Do you start coughing and wheezing with exercise when the weather turns cold? Well, you aren’t alone. Could be a bout of exercise –induced asthma or as the scientific community refers to it, exercise-induced bronchoconstriction, or E.I.B. “It’s a reversible, obstructive airway disease” that typically begins about five minutes after you stop exercising — particularly if your exercise was intense, “ between 85-95% maximal HR.” EIB was originally thought to be triggered by exposure to cold air, which led to bronchial constriction, but most researchers no longer consider this to be the primary cause of EIB.

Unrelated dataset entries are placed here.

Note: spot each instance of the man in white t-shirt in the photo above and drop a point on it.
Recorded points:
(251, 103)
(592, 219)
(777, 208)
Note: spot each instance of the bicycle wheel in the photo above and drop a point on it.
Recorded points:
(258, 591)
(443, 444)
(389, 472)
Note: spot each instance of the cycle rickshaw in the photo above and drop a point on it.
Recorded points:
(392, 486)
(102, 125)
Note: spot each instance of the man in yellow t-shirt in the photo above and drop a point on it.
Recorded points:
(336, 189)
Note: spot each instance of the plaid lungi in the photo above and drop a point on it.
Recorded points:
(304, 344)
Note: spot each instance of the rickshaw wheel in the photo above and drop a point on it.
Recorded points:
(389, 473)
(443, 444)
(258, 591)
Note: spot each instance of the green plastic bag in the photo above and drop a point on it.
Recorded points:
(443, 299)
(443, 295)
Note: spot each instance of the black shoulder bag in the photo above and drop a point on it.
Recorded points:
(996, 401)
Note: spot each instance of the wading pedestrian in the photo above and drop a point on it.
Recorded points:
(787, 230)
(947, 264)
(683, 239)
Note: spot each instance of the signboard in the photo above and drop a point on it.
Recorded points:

The problem appears to be not with the coldness of the air but with the “dryness.” Lungs need water-saturated air. If the air entering your bronchial tubes is dry, as it usually is in winter, the cells lining your airway release their own moisture to humidify it. The loss of moisture prompt certain cells within the bronchial tube to release allergic chemicals that initiate an inflammatory process, slowly constricting your throat.

EIB has been diagnosed in nearly half of all elite cross-country skiers and many world-class figure skaters and hockey players.  It is theorized that elite endurance winter athletes, especially those training more than 20 hours a week, actually “injure their airways” by breathing so much and so hard. “They take in up to 200 liters of air per minute,” in comparison to perhaps five or six liters per minute at rest, all of which must be humidified.

Well, you may not be an elite athlete, but if you experience symptoms of EIB – make sure you warm up adequately with 10-15 mins. of progressive exercise, breath through your nose (the mucus is moister there then that in your mouth) wear a facemask, and you may want to request a lung-function test. Asthma and EIB can be treated with medication to make your exercise sessions more comfortable.